Summary and discussion

The goal of the study was to investigate differences and/or similarities influencing the formation of aerosol particles and their consequent growth in different types of the background environments. This evaluation is based on GR and CS characteristic during NPF events.

Although NPF events’ occurrence was considered to be more frequent in clean areas (Kulmala et al. 2017; Kerminen et al. 2018), these findings do not apply to the GR and CS values. The observation in megacities proved frequent NPF events, which is not in line with theory. Another physical and chemical mechanisms influence this process in a mixture of urban pollution (Kulmala et al. 2017). Similar results were found in our data; NPF occurred also at the most polluted station Lom. According to review by Kerminen et al. (2018), less polluted areas are typical for lower GR compared to highly polluted locations; the contrary is true for CS. An abundance of condensable materials, manifested by higher CS values, probably causes increased GR in polluted areas (Bousiotis et al. 2019; Chu et al. 2019).

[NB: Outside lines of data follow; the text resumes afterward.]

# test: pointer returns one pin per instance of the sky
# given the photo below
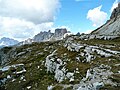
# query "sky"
(22, 19)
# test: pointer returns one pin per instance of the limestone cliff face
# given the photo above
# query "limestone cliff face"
(49, 36)
(112, 26)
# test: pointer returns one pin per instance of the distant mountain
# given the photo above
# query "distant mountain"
(112, 26)
(7, 42)
(46, 36)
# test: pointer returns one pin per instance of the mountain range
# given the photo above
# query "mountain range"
(7, 42)
(61, 61)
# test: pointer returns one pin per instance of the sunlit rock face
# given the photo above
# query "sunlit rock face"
(49, 36)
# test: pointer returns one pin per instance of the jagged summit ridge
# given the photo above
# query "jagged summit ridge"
(49, 36)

At our background stations, the differences in the CS daily evolution reflecting the type of environment were found. The response to anthropogenic activities (morning and evening rush hours) was recorded at Ústí n/L and Suchdol; unique CS evolution, probably connected to close mining activities, occurred at Lom. At the cleanest location, i.e., NAOK, the linkage between pollution dilution and ABL daily development was visible.

The calculated GR values referring to a median value around 4 nm h−1 correspond to the results of similar stations type reported in recent studies (Bousiotis et al. 2019; Kerminen et al. 2018; Nieminen et al. 2018). A unique GR length time lasting more than 10 h with frequency over 10% was recorded at NAOK.

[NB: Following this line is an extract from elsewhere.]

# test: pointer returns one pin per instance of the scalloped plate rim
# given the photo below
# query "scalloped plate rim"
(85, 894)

Potential local and regional sources influencing GR were associated with directions where pollution sources are situated. The links with the sources of other studied pollutants were confirmed. The proxy H2SO4 at NAOK suggests that very close direct emissions may need to undergo a chemical reaction with other atmospheric components to act on GR. Only at this station, thanks to the absence of direct pollution sources, was it possible to identify the same source site of the studied variables (in particular for PM10, CS, and proxy H2SO4) as for GR. Alternatively, some other atmospheric species probably affect GR. Regional and long-range transport seem to influence GR similarly.

The investigated similarities and differences at the stations reflect the influence of the type of surrounding environment, local topography, and the character of the emissions. Although all stations are background, we can observe the same patterns that are usually more pronounced in the more polluted areas. Our results show that among background stations, the found differences can be related to specific pollutions and these findings can be helpful for other comparisons and further studies of NPF events.